But rage was not the most urgent thing anymore.
An eight-year-old boy was.
So instead, Kelvin went back to Judith.
This time she let him in.
The house was small but warm, clean, carefully kept. Books on shelves. Children’s drawings taped to the wall. A racing car sketched in thick pencil. Animals. Houses. Bright colors.
Judith brought tea and sat across from him.
Then she told him everything.
Hannah had called her into a private room and given her two options.
Leave quietly, take the money, disappear, never contact Kelvin, raise the child alone.
Or be destroyed.
Lawyers. Dismissal. Ruined reputation. No work anywhere respectable again.
“I had nothing,” Judith said. “No money. No safety net. No family with influence. I was pregnant, and I was terrified.”
So she had taken the money.
She had left.
And she had regretted it every day.
“Not because of the money,” she said firmly. “I would have left that behind if I had believed for one moment you would have chosen me. Or him.”
Kelvin said nothing.
Because they both knew the truth.
At that time, the man she had known probably would not have chosen either of them.
Judith looked toward the window. “Gabriel is a good boy. Funny. Clever. Kind. He works hard. He has never given me a reason not to be proud of him.” Her voice tightened. “But lately he’s asking questions. About his father. Whether his father knows about him. Whether he chose not to be there.”
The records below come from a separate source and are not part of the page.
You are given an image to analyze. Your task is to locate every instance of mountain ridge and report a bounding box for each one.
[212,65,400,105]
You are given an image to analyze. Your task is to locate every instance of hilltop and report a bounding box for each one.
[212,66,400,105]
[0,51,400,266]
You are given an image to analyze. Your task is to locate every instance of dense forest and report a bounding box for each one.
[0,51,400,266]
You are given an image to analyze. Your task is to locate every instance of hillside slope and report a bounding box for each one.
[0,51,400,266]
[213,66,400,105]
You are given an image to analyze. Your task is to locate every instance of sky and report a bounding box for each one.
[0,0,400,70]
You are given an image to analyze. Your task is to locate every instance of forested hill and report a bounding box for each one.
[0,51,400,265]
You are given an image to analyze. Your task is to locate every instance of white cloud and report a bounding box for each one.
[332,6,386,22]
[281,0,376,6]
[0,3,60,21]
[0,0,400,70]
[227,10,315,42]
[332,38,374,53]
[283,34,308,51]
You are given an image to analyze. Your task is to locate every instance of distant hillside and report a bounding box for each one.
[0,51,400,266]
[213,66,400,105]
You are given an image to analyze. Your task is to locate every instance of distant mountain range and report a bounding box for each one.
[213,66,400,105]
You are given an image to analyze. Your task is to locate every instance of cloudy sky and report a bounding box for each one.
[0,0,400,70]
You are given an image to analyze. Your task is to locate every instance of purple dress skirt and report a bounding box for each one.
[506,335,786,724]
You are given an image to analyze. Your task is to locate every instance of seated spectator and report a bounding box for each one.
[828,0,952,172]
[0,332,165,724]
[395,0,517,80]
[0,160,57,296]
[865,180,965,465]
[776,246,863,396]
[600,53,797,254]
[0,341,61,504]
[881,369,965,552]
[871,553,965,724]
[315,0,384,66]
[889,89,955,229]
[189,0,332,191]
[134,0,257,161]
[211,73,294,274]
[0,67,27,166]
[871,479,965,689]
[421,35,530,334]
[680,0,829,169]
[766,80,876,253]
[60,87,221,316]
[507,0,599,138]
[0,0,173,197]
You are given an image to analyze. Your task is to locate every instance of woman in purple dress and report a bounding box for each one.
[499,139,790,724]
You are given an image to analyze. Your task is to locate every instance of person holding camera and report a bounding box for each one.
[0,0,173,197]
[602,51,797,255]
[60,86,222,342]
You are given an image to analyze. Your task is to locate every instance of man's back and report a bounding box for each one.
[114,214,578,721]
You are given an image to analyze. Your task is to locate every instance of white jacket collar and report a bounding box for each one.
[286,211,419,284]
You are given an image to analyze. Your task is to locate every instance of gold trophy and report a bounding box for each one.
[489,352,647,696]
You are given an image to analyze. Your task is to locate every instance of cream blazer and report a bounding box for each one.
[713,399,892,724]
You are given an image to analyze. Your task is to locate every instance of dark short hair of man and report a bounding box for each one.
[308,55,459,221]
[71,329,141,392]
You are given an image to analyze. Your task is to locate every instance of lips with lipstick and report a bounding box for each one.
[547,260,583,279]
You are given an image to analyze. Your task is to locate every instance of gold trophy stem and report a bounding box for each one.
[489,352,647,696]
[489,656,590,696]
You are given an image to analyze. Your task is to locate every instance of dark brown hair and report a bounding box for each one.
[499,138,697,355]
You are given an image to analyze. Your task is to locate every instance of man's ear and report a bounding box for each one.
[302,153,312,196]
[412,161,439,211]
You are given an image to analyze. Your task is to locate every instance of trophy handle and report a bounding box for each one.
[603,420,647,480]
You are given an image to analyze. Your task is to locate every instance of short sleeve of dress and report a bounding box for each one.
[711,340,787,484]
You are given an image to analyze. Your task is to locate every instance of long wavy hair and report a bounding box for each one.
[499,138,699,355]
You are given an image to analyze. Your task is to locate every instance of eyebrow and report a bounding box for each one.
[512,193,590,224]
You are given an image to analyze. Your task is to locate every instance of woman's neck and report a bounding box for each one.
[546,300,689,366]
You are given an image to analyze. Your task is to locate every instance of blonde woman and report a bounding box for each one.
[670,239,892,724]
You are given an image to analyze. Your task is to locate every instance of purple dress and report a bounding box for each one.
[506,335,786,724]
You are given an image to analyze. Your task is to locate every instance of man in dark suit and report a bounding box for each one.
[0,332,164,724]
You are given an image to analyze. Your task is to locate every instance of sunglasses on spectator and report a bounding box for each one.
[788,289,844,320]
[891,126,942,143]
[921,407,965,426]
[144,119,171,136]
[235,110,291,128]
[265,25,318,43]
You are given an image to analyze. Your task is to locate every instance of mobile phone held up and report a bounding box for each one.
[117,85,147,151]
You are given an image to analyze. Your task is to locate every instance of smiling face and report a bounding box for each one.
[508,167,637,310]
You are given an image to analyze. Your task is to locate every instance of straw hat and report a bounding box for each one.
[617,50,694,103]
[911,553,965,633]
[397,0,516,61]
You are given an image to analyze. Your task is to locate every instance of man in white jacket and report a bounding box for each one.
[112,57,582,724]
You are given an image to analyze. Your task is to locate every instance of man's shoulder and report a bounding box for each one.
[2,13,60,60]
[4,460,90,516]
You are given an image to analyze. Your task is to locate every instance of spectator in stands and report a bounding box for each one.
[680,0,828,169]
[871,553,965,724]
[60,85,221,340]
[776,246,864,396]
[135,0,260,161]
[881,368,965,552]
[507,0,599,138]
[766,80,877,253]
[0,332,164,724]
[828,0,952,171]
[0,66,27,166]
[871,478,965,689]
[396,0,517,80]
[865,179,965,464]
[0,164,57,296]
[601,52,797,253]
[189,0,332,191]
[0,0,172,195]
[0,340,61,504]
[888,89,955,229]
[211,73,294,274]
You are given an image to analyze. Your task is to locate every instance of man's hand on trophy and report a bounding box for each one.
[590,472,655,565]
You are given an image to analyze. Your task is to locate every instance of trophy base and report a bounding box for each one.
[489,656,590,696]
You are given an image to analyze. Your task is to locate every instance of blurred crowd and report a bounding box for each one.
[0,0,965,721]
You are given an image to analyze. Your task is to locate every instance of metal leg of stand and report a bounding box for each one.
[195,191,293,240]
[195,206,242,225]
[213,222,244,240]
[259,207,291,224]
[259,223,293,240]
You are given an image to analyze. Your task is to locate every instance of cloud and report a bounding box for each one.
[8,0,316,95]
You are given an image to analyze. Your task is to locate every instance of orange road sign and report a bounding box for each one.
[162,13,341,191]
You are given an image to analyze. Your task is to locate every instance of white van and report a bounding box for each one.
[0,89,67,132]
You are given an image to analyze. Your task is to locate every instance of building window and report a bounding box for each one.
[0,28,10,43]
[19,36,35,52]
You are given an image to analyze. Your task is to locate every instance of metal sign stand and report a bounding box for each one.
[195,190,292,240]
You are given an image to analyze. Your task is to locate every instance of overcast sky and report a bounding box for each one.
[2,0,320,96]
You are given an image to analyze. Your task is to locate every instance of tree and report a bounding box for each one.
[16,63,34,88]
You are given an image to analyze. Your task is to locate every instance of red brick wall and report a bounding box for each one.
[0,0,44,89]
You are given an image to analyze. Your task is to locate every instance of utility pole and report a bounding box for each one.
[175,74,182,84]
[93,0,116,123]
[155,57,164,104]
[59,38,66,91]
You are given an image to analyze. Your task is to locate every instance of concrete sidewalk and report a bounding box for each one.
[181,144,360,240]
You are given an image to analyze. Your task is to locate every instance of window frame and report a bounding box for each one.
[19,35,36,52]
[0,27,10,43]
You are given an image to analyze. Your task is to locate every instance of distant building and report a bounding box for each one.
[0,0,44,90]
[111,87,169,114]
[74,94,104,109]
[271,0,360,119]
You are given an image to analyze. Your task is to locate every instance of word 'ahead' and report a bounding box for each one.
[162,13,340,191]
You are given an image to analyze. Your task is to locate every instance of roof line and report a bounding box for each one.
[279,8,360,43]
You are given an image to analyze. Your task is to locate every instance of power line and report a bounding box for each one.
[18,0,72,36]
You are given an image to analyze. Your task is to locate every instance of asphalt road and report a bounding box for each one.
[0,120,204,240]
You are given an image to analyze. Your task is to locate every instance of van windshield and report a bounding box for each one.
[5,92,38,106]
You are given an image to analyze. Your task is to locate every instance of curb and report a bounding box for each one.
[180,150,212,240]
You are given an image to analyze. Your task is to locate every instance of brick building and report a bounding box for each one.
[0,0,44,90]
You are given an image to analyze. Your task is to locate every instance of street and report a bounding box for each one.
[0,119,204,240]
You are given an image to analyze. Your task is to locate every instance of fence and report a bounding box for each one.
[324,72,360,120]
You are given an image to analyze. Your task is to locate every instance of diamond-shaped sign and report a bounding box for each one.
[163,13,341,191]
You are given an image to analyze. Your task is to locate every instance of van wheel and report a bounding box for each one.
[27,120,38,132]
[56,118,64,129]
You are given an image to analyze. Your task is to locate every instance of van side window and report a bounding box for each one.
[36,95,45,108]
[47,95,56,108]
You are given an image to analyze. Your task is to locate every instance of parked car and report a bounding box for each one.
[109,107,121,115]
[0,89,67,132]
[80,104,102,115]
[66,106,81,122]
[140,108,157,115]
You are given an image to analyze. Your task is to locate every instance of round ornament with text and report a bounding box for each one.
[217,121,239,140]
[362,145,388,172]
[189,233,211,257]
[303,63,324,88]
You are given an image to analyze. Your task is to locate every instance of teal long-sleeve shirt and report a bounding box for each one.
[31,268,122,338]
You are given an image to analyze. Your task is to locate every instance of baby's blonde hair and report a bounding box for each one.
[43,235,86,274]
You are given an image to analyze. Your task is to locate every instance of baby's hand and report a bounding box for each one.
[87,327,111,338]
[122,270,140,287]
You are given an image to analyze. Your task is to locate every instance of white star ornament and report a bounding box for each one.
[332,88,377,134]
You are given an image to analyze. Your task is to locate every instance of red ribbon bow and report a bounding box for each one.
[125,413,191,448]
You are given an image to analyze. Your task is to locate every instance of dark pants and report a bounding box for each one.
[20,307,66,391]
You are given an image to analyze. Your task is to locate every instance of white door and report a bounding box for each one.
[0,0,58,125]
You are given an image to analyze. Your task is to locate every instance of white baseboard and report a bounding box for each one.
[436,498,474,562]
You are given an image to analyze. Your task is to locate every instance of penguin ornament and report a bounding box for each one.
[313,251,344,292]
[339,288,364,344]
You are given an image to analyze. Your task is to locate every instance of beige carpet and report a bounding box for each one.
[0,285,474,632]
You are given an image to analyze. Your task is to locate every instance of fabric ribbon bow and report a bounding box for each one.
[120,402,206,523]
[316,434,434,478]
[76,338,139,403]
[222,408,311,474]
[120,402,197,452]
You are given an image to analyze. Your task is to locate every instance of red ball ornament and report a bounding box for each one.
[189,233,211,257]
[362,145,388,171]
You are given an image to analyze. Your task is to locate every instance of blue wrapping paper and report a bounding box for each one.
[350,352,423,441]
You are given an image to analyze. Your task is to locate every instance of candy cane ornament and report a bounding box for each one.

Kelvin felt the words like cuts.
“And I will not tell my son that his father abandoned him,” Judith whispered. “Not when it isn’t true.”
Kelvin leaned forward. “I want to meet him properly. I want him to know who I am.”
Judith’s face sharpened. “This is not a small thing. You cannot walk into an eight-year-old’s life and then disappear when it gets difficult.”
“I know.”
“Do you?”
He met her gaze. “I have already lost eight years. I’m not losing another day.”
Judith studied him for a long moment.
Then she stood at the bottom of the stairs and called, “Gabriel, come down. There’s someone I want you to meet properly.”
A boy’s footsteps came down the stairs.
Kelvin’s hands shook.
He had faced hostile boardrooms, ruthless investors, public scandals, even his wife’s funeral without trembling.
Now he could barely keep his hands still.
Gabriel came down in his red sweater, hair slightly messy, pen ink on one wrist.
He looked at Kelvin and said, “You came back.”
“Yes.”
“Mom said you used to be her boss.”
“That’s right.”
“At the big house?”
“Yes.”
Gabriel tilted his head. “So why are you here now?”
The question landed in the room with the clean weight only children can give words.
Kelvin crouched down to his level. “Because I should have come a long time ago. And I’m sorry I didn’t.”